Vanessa-Mae’s life has been far from ordinary. Born in Singapore in 1978 to a Chinese mother and an English hotelier father of Thai descent, she was playing the piano by the age of three. A year later, her parents split up and she and her mother moved to London, where her mother married an English corporate lawyer called Graham Nicholson (to whom Vanessa-Mae refers as her father). At her mother’s encouragement, she took up the violin, and it soon became clear that she had a remarkable talent. When she was eight years old, she spent six months at the prestigious Central Conservatory of Music in Beijing, before returning to London. From then on, she spent half-days at her London day school, Francis Holland. The other half of the day was spent focusing on music. At 11, she joined the Royal Academy of Music, where the director called her ‘a true child prodigy, like Mozart and Mendelssohn’, and by the time she was 14, she had made three critically-acclaimed classical records.

It wasn’t until she was 16 years old, however, that she really made her mark with the release of The Violin Player. A marked departure from her classical routes, it was described by Vanessa-Mae herself as ‘violin techno-acoustic fusion’. It was unlike anything that had ever been heard before, and its album sleeve featured a photograph of a pouting Vanessa-Mae emerging from turquoise waters in a transparent dress with her white electric violin tucked under her chin. The traditional classical velvet-and-tweed crowd did not know what had hit them.

There was one downside to becoming an overnight sensation, and that was the criticism that she faced. Andrew Lloyd Webber’s cellist brother Julian gave a speech not long after the release of The Violin Player, in which he decried the state of classical music. Concert halls could no longer be filled, he said, unless there were ‘semi-naked bimbo’ violinists playing in them. Deborah Borda, the Executive Director of the New York Philharmonic Orchestra, refused to play with Vanessa-Mae, saying simply, ‘I don’t think that is the way to advance an orchestra.’ Today, many years down the line, Vanessa-Mae has come out smiling. ‘I didn’t give two hoots what they thought. I wasn’t frightened to be the first to do something new. When I first came onto the scene, what I did was unheard of,’ she says happily. ‘Now crossover has established itself as a genre and I’m very proud of that.’ Certainly, many have followed her lead, and these days the charts are full of ‘sexed up’ classical albums by the likes of Amici Forever, Il Divo and Katherine Jenkins.

Wherever she goes, she takes her violin with her. Sometimes she goes for a week without picking it up, but she is happy just knowing it’s there. ‘When I was 17, I went skiing in Argentina and I decided, for the first time in my life, not to take my violin with me,’ she says. ‘After about a week, I burst into tears because I missed it so much.’

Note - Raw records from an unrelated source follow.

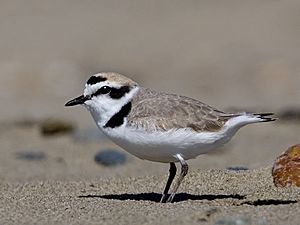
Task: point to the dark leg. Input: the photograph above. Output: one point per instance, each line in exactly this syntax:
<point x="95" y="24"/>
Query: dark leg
<point x="184" y="170"/>
<point x="172" y="173"/>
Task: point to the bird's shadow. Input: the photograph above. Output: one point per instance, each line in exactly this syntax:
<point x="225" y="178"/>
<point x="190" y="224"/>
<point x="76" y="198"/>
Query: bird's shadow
<point x="155" y="197"/>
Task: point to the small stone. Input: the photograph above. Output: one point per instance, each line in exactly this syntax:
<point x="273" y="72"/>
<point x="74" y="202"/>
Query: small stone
<point x="110" y="157"/>
<point x="31" y="156"/>
<point x="286" y="168"/>
<point x="234" y="221"/>
<point x="54" y="126"/>
<point x="237" y="168"/>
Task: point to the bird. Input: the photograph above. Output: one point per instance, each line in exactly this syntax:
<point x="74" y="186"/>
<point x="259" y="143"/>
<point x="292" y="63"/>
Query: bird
<point x="158" y="126"/>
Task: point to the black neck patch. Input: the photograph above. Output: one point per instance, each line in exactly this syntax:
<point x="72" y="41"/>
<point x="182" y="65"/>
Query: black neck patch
<point x="95" y="80"/>
<point x="118" y="119"/>
<point x="117" y="93"/>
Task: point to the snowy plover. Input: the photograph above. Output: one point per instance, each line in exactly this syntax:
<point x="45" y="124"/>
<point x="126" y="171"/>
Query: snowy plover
<point x="158" y="126"/>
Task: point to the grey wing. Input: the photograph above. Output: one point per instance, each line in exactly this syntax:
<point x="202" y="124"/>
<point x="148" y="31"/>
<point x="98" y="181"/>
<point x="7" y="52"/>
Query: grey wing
<point x="160" y="111"/>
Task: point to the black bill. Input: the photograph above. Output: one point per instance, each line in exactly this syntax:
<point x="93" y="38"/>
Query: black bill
<point x="77" y="101"/>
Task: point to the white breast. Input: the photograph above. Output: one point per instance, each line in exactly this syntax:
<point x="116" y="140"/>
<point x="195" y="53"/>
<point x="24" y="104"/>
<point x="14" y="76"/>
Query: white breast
<point x="163" y="146"/>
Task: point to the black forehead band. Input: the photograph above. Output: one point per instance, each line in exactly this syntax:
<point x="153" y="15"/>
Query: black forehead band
<point x="96" y="79"/>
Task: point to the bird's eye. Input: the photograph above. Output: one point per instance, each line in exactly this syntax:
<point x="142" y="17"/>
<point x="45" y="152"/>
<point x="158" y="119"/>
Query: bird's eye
<point x="104" y="90"/>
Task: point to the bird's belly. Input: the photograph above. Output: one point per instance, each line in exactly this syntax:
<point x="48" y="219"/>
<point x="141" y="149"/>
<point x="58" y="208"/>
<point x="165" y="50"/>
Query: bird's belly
<point x="163" y="146"/>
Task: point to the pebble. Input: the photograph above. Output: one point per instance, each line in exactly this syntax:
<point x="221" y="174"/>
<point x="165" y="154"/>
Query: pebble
<point x="234" y="221"/>
<point x="54" y="126"/>
<point x="31" y="156"/>
<point x="237" y="168"/>
<point x="286" y="168"/>
<point x="110" y="157"/>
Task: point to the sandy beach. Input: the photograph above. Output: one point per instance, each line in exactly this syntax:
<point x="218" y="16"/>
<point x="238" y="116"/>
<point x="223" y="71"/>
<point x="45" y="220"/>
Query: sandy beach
<point x="233" y="55"/>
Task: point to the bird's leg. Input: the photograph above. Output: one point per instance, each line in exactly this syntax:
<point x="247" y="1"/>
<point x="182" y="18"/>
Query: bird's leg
<point x="184" y="170"/>
<point x="172" y="173"/>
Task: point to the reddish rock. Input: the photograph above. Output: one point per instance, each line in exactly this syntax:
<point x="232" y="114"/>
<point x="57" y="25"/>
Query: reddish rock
<point x="286" y="168"/>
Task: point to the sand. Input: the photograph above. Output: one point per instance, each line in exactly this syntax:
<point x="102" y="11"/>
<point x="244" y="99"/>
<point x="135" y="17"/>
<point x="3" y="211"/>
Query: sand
<point x="68" y="187"/>
<point x="231" y="54"/>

Just talking about her work makes her eyes sparkle, and she falls into a reverie. ‘When I’m on tour, I really come alive,’ she says. ‘Even if I’m nervous before the show starts, once the lights go down and I step onto the stage, everything kind of goes into slow motion and my thinking becomes clearer. It’s as if everything falls into place.’

These days, she has the luxury of ruminating on the idea for an album rather than feeling under pressure to release at least one, if not two, a year. Her next album, which she begins recording in May, will be in a more classical vein than her previous recordings. ‘I want to do something today that I’ll be proud of in 10 years’ time, so the next album will be more grown-up, more orchestral.’ That said, she is insistent that she will ‘never, ever’ do pure classical. ‘I’ve had a taste of what it is to go to the other side and be a bit cheeky, and I don’t want to let that go,’ she confesses. In this, she says, she is very much a product of her generation. ‘I get bored easily,’ she explains. ‘When I watch TV, I am always flicking channels, and when I listen to my iPod, I always have it programmed to shuffle. I find variety very liberating.’

Whatever people might want to accuse Vanessa-Mae of, being ordinary is certainly not one of them.